Mais ce n’est pas l’émerveillement qui m’étouffe, c’est l’angoisse. La peur de jamais ne émerger de cette majorité qui jonche l’histoire de l’humanité et qui, à défaut d’avoir compris le souffle novateur de son époque, a foulé aux pieds jusque dans la négation le génie de certains de ses contemporains. Plus proche de nous, ce pauvre Modigliani qu’on a fait pourrir dans la misère et que l’on glorifie maintenant à l’égal d’un Rembrandt. Où se situe la limite du génie? Par manque de modération nous en sommes arrivés à un véritable culte de la personne où l’on ne sait pas très bien si le nom d’un artiste ne désigne pas simplement une marque de produits artistiques. L’art est bien plus subtil; il est une révélation qui procède du Rien et non pas du Néant. La perspective de l’art n’est pas de révéler à l’être le non-être, il ne consiste pas à créer ce qui manque, car le manque on le devine et, en ce sens il n’est pas intéressant, mais de créer ce qu’on ignore et ce qui est insoupçonnable.
Pourtant j’ai beau m’astreindre à ce travail d’intellection, la dialectique de la plupart des mouvements artistiques m’échappe. Passer pour un abruti aux yeux des générations futures, voilà mon sort. J’espère seulement qu’elles verront autre chose que la simple volonté de modifier le regard de la société face aux valeurs qui forgent notre conscience et nos convictions.

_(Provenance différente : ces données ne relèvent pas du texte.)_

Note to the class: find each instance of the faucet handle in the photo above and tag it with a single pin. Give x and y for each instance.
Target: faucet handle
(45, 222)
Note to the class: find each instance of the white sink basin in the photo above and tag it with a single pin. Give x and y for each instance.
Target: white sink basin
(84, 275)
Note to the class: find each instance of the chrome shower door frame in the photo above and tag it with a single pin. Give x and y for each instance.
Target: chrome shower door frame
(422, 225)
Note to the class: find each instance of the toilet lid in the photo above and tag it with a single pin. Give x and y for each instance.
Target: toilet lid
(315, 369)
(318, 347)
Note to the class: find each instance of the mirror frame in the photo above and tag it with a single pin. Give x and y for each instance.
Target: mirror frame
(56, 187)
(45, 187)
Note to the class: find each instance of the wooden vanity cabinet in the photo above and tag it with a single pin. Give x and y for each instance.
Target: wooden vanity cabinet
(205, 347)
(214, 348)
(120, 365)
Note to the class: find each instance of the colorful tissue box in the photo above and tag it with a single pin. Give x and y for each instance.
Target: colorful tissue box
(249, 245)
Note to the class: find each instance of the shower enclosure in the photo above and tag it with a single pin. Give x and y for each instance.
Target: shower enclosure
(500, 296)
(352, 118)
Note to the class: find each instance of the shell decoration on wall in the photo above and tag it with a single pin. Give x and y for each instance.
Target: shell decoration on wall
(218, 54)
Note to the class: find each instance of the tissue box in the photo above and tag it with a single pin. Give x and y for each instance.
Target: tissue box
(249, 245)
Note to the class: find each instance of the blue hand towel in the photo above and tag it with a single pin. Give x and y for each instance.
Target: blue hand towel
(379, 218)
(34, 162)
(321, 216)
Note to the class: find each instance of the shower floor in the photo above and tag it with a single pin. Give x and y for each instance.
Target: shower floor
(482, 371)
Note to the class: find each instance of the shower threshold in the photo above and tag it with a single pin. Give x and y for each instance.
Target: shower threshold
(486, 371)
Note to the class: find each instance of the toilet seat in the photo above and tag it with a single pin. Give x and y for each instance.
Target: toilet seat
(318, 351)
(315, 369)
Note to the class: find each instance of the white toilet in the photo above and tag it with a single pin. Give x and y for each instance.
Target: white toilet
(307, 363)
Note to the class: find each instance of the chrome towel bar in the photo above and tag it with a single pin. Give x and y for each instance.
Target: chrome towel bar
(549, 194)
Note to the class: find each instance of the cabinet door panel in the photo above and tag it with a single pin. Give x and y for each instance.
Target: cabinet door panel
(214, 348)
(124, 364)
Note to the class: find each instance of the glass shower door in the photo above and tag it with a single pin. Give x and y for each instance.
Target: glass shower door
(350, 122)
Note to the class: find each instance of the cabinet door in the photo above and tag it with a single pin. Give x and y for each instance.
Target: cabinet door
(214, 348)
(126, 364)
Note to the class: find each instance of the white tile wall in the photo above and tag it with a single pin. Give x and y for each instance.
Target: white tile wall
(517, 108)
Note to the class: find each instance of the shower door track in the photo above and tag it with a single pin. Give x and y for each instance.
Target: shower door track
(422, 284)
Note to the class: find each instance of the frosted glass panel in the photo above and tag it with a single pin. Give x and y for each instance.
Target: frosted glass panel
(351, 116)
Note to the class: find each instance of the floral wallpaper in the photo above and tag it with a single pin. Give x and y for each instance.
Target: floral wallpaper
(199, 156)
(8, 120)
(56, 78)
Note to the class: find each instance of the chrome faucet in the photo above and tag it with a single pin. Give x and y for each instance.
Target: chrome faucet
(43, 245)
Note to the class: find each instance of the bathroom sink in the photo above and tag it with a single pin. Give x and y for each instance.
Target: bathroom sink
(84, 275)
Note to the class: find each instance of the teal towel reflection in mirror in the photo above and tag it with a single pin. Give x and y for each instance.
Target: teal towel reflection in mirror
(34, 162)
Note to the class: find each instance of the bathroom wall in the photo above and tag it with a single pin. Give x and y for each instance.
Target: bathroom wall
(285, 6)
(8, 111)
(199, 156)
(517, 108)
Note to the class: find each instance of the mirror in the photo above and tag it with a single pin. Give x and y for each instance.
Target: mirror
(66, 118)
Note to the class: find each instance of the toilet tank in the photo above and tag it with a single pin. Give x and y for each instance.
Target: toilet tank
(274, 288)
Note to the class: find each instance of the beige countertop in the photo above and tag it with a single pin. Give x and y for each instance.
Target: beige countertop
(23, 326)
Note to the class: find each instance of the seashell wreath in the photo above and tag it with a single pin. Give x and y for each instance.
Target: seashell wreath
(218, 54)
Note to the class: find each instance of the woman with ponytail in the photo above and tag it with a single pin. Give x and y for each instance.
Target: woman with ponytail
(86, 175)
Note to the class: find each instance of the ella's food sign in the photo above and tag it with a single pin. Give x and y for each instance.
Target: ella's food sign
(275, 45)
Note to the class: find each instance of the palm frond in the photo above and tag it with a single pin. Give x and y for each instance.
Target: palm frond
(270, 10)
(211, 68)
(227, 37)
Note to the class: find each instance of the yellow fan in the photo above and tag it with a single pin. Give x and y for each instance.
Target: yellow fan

Toutes ces taches de peinture, ces bricolages, ces formes géométriques; variations sur toîle blanche, pseudo-érotisme pornographique et assemblages de déchets. Or c’est parmi cet amoncellement d’expression «artistique» qu’apparaissent des œuvres douées de maturité et de sensibilité. Des œuvres que l’on croise dans les hauts d’une atmosphère d’hypocrisie et qui semble durer par je ne sais quel miracle. Des œuvres qui nous rattachent à notre plus digne expression.